When the novel begins, after Princeton, Jake is working for an alternative newspaper in New York City. In an effort to boost circulation, his editor assigns him to do what no one else has done: find Horace Jacob Little and interview him. This assignment leads Jake to renew his association with both Andrew and Lara.

Through all the plot twists, nothing is quite what it seems. Or, rather, some things might be, but it’s devilishly hard to tell. The person Jake finally finds and interviews may or may not be the real Horace Jacob Little. An obvious suicide may not have been a suicide. Insane fantasies may not all be insane, after all. And Andrew’s obsession, the exposure of the supposed murdering impostor, may be contagious. The key to the mystery turns out to be at the Muse Asylum, a haven for the gifted but insane.

The novel is written in the first person, but there are actually two voices. For the most part, Jake and Andrew alternate chapters. Jake’s account begins with the assignment to find Horace Jacob Little. Lara plays the sane third party and a love interest who is for Jake ultimately unattainable. Andrew’s chapters are excerpts from his autobiography, written at the asylum as a therapeutic exercise, and focused on the Princeton years. In these chapters, Lara is the love of his life and a friendly island in an ominous sea of faces, any of which might belong to the mysterious Horace Jacob Little or one of his minions. Keeping track of which narrative voice is which is a bit of a challenge for a few chapters, but that is not too much for a good writer to expect of good readers.

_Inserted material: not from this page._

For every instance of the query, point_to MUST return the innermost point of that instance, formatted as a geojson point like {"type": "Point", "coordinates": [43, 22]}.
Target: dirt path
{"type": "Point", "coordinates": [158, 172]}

Read simply as a mystery, The Muse Asylum is fascinating and full of unexpected reversals. Read as a commentary on the Postmodern death of the author – actually, the complete irrelevance of the author – it is a delightful poke at a fashionable critical extreme. For in this fictional world, the author is far more important than the text. Jake and Andrew cannot embrace Horace Jacob Little’s works without desiring, even obsessively, to discover and understand the authorial mind which created them. And it works both ways: what, and how much, the text says about its author is an open question, in Horace Jacob Little’s case. In the end, it may well be more than everyone but Andrew had supposed.

Read at a psychological level, this novel poses, but leaves unanswered, some delicious questions: What is insanity? How is it related to genius? Who is sane, and who, really, is insane? At the end of the novel, one is inclined to doubt that there are easy answers.

Since authors do seem to matter, after all, I note that David Czuchlewski is a Princeton graduate and a medical student in New York City, and is working on his second novel. I’m looking forward to it.

Note: David Czuchlewski’s second novel was Empire of Lightwhich was published in 2001. I very much enjoyed it and have since watched in vain for a third novel.